At step 650, a report may be generated. In some embodiments, the report may present the aggregated statistics arranged in the rows and columns of a grid (e.g., spreadsheet). In further embodiments, the report may present the aggregated statistics numerically (e.g., as numeric data in tabular form) or graphically (e.g., in a column or bar chart, line chart, pie chart, area chart, scatter chart, surface chart, bubble chart, doughnut chart, etc.). A single vehicle and/or fleet(s) may be represented.

The graphical report of the aggregated statistics may, for example, enable manager 190 for one or more vehicles in a fleet to ascertain trends, make projections, set goals and determine progress toward the goals, determine the efficacy of training or other programs, determine optimal asset allocation, and the like. The graphical report may also, for example, enable manager 190 to evaluate specific makes, models, and model years of mobile assets in the fleet. Similarly, the graphical report may, for example, enable manager 190 to evaluate consumables such as fluids (e.g., fuel, brake fluid, coolant, refrigerant, etc.) and equipment (e.g., tires, filters, and other vehicle parts) from various sources/suppliers. The graphical report of the aggregated statistics may also present a comparison of a fleet of vehicles against peers in the same industry or different industry (i.e., benchmarking). Benchmarking is the process of comparing one's business processes and performance metrics to industry data and/or data from other industries. Insights into quality, time, and cost are accessible through presentation of the aggregated statistics.
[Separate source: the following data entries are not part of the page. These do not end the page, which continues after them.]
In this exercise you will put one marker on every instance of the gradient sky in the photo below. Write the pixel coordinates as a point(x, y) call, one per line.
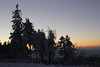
point(80, 19)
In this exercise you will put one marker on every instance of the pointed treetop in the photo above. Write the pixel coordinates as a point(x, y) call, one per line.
point(17, 6)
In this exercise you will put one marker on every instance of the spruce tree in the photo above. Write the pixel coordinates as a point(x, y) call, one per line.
point(42, 43)
point(29, 34)
point(51, 43)
point(17, 45)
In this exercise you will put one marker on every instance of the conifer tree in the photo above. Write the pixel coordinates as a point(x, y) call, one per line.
point(17, 46)
point(29, 34)
point(42, 43)
point(51, 43)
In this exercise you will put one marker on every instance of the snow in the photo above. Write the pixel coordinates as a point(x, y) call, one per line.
point(30, 65)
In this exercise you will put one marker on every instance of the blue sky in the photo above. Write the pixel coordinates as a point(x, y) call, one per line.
point(80, 19)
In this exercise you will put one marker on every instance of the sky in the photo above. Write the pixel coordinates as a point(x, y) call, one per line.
point(80, 19)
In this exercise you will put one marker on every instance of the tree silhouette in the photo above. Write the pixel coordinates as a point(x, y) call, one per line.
point(51, 43)
point(29, 34)
point(17, 46)
point(42, 43)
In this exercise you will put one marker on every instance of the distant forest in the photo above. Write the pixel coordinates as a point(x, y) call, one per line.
point(28, 45)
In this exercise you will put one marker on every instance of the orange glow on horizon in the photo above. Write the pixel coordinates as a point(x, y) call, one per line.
point(32, 48)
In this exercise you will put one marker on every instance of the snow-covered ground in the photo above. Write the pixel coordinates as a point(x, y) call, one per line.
point(30, 65)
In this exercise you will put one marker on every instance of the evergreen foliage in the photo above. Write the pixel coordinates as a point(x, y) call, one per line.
point(47, 51)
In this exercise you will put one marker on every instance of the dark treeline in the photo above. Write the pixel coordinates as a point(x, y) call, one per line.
point(45, 49)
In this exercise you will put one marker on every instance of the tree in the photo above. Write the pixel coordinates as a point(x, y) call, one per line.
point(29, 34)
point(17, 43)
point(42, 43)
point(51, 43)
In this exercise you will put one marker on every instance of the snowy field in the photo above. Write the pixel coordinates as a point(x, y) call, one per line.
point(30, 65)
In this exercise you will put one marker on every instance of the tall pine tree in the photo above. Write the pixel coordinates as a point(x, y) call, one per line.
point(17, 43)
point(29, 34)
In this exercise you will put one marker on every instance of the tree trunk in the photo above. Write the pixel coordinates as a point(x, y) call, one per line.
point(30, 52)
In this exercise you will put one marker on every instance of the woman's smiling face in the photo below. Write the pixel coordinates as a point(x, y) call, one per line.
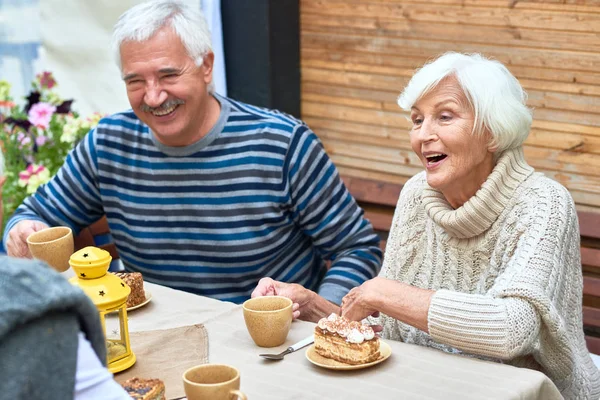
point(457, 160)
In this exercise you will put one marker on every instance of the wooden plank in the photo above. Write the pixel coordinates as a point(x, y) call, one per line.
point(344, 113)
point(503, 35)
point(453, 13)
point(591, 316)
point(398, 150)
point(386, 136)
point(390, 64)
point(593, 344)
point(370, 191)
point(509, 55)
point(380, 219)
point(382, 88)
point(591, 286)
point(377, 175)
point(585, 6)
point(589, 225)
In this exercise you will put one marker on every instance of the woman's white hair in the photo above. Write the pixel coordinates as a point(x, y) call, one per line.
point(497, 98)
point(141, 22)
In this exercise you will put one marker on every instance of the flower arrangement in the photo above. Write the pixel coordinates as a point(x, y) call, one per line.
point(36, 138)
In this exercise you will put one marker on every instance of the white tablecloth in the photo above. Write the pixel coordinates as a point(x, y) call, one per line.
point(412, 372)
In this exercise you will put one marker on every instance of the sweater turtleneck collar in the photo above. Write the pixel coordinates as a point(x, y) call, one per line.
point(479, 212)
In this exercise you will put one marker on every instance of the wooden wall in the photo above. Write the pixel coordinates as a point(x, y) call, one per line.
point(357, 55)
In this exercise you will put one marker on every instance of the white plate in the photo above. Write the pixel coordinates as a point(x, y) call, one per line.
point(311, 354)
point(148, 298)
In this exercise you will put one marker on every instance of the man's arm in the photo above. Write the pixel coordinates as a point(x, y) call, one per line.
point(71, 198)
point(325, 211)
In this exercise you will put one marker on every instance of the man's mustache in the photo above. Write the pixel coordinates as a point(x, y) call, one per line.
point(164, 106)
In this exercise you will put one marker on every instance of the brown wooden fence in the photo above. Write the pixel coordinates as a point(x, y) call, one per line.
point(357, 55)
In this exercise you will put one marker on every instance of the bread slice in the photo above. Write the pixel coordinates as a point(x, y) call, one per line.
point(144, 389)
point(135, 282)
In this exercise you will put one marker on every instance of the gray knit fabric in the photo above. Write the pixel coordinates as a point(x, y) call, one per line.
point(41, 314)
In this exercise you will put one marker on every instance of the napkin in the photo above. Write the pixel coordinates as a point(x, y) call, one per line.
point(166, 355)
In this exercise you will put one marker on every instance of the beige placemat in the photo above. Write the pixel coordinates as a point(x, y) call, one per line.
point(166, 355)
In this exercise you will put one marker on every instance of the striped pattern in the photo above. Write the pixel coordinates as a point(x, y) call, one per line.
point(257, 196)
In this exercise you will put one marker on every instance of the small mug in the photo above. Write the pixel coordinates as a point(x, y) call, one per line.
point(268, 319)
point(52, 245)
point(212, 381)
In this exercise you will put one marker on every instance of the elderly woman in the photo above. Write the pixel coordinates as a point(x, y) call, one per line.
point(483, 255)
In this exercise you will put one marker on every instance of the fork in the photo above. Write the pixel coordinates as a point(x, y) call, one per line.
point(303, 343)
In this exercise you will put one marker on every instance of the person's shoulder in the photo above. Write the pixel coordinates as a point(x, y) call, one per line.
point(414, 185)
point(544, 196)
point(261, 117)
point(543, 188)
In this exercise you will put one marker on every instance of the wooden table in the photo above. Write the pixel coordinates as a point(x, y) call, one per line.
point(412, 372)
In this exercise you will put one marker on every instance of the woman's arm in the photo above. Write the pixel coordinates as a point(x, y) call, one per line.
point(396, 299)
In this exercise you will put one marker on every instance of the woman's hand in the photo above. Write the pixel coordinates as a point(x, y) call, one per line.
point(359, 303)
point(398, 300)
point(308, 305)
point(2, 180)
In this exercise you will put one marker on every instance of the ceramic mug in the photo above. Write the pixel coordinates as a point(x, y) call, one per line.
point(268, 319)
point(212, 381)
point(52, 245)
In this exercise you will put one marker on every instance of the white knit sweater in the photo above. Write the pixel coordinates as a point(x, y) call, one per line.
point(506, 269)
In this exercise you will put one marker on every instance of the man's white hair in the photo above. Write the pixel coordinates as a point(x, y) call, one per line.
point(142, 21)
point(497, 98)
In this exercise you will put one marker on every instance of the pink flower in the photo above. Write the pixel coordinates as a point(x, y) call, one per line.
point(46, 80)
point(41, 140)
point(40, 114)
point(33, 177)
point(23, 140)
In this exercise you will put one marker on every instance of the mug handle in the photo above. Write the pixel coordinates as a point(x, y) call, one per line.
point(237, 394)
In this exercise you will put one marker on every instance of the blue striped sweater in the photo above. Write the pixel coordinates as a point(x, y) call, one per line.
point(257, 196)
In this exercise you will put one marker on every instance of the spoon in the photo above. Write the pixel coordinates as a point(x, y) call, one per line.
point(291, 349)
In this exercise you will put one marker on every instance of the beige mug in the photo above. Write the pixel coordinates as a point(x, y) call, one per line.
point(52, 245)
point(212, 381)
point(268, 319)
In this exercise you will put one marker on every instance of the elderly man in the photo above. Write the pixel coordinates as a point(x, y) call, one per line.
point(203, 193)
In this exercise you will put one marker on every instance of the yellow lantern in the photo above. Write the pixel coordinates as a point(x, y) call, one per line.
point(109, 294)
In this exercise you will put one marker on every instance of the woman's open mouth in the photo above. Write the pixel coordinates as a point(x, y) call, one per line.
point(434, 159)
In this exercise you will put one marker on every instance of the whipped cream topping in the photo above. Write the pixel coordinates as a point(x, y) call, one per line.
point(352, 331)
point(355, 336)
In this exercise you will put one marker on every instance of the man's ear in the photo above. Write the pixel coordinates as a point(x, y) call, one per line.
point(207, 66)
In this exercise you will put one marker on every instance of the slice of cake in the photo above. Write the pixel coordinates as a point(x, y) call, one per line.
point(135, 281)
point(346, 341)
point(144, 389)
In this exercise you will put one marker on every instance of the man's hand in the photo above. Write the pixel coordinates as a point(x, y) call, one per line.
point(16, 244)
point(358, 304)
point(2, 180)
point(300, 296)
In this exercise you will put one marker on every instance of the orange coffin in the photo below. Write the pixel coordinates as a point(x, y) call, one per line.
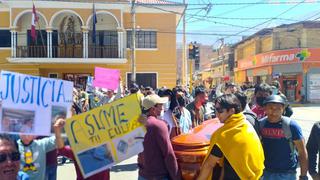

FIGS. 7-15 illustrate various embodiments of the graphical report. FIG. 7 illustrates a bar chart 700 according to embodiments of the present invention. Bar chart 700 represents a performance indicator, idle time, for a predefined time period 710 for a plurality of computing devices 720. Vertical lines represent each of goals 730, industry/sector average 740, and organization (i.e., fleet) average 750. Vertical lines 730-750 may make analysis or comparisons easier.

FIG. 8 shows a column chart 800 with trend lines 810-820 in accordance with the present disclosure. The column chart 800 depicts an average idle time trend over a period of time 805. Each of bars 825-855 represents the average idle time determined from sensor data received by computing devices. A line graph represents each of customer average 810, industry average 815, and goals 820. Line graphs 810-820 may make analysis or comparisons easier.

FIG. 9 depicts a spreadsheet 900 according to various embodiments of the present invention. Spreadsheet 900 presents in a tabular format an industry average 930, company/fleet average 940, goals 950, and actual values 960 for a plurality of performance metrics 920. The aggregate statistics presented in spreadsheet 900 are for a predefined time period 910.

FIG. 10 represents an exemplary column chart 1000 with trend lines 1010-1030. Column chart 1000 represents an average for a performance indicator, engine hours, on a weekly basis 1040. In the example of FIG. 10, the average for engine hours is presented for a construction fleet in the New Zealand.

FIG. 11 portrays another exemplary column chart 1100 with trend lines 1110-1120. In the example of FIG. 11, a weekly average engine hours trend for a construction fleet in United States—Western region is presented.

FIG. 12 illustrates an exemplary bar chart 1200. Bar chart 1200 presents averages for a performance indicator, miles driven, for a period of a week. In the example of FIG. 12, the average miles driven by a vehicle in a fleet for a week in the School Bus sector in the United States—District of Columbia region is presented.

FIG. 13 shows another exemplary bar chart 1300. In the example of FIG. 13, the average the average miles driven by a vehicle for a week in the long haul transportation industry/sector in the United States Midwestern region is presented

FIG. 14 depicts an exemplary column chart 1400 with trend lines. Column chart 1400 the average number of miles per gallon of fuel for a vehicle in the United States Western region General Services industry/sector is presented.

FIG. 15 represents another exemplary column chart 1500 with trend lines. In the example of FIG. 15, the average number of miles per gallon of fuel for a vehicle in the United States Western Region transportation industry/sector is presented.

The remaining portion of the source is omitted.